For Wednesday, August 17, 2011

At my parents’ 50th wedding anniversary party ten years ago, my siblings and I each took turns getting up to toast Mom and Dad in one way or another. I spoke of their displays of love and sang the song, Something Wonderful from the musical The King and I. When it was my brother Bill’s turn, he made the room laugh with memories and recollections of Dad’s use of “mill talk”, Mom’s phrase for Dad’s tendency to curse when frustrated over the work of one of his projects.

Mom used to tell Dad he had to put a dime in a jar for every swear word he used and I remember sitting at the lunch table some days getting my parents laughing as I’d caught Dad slipping up and saying a few choice words as he described his morning at his job in the mill. “That’s 10 cents. That’s 20 cents”. Dad would pretend to be shocked and he’d play dumb. “I didn’t say anything! What are you counting?” Mom and I would start giggling and Dad would try to conceal his smirk. And yes, he would work harder to keep his language clean, having been reminded there were little ears in the room.

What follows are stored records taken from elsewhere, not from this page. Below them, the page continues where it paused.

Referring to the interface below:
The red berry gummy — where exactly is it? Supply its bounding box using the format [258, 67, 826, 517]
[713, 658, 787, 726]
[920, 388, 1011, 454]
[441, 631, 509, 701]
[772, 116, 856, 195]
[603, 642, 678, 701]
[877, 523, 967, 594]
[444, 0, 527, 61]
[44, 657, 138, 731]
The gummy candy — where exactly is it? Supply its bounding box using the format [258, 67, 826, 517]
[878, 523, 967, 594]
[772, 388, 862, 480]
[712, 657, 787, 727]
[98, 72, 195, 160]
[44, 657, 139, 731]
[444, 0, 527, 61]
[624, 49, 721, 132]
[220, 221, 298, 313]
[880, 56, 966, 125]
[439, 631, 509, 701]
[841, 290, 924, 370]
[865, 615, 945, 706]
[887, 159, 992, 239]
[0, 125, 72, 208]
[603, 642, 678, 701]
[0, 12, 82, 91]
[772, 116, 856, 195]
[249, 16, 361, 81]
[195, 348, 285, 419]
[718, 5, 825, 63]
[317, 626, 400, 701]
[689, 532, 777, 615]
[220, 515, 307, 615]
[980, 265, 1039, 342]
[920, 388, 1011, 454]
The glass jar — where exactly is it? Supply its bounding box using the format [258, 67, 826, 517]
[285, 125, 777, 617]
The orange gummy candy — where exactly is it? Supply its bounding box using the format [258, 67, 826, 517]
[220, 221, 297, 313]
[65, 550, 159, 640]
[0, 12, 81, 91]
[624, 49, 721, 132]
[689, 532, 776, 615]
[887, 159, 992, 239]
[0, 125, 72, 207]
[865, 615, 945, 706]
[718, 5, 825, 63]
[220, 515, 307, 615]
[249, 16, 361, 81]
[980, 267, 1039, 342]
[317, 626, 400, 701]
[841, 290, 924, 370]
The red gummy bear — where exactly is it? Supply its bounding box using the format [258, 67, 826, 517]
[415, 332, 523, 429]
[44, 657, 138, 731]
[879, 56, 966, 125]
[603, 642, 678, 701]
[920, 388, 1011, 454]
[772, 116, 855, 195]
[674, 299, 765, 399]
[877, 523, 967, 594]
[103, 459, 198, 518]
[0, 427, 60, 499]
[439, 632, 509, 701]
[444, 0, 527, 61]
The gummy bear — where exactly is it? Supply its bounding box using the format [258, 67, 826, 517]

So today, when I woke up to hear Dad trying to warm up the cool camp by lighting a fire in the Franklin stove, I had to smile. Oh, like my Dad, I know my manners and I am most professional on the job and I certainly do not swear in most of my social circles, but at home, my husband and children remind me that although I am not quite as bad as Dad, I do have a tendency to swear whenever I drop a dish, bang my elbow, or have car problems. We “mill talkers” all have our own chosen favorite curse words. I usually blame my own use of swear words on the fact that I teach high school, although I suppose I know the real influence, the early source of my exposure to foul language. It’s too bad that all those years of Mom getting Dad to put a dime in a jar for every utterance of his “mill talk” made such an unexpected, unintended impression on me.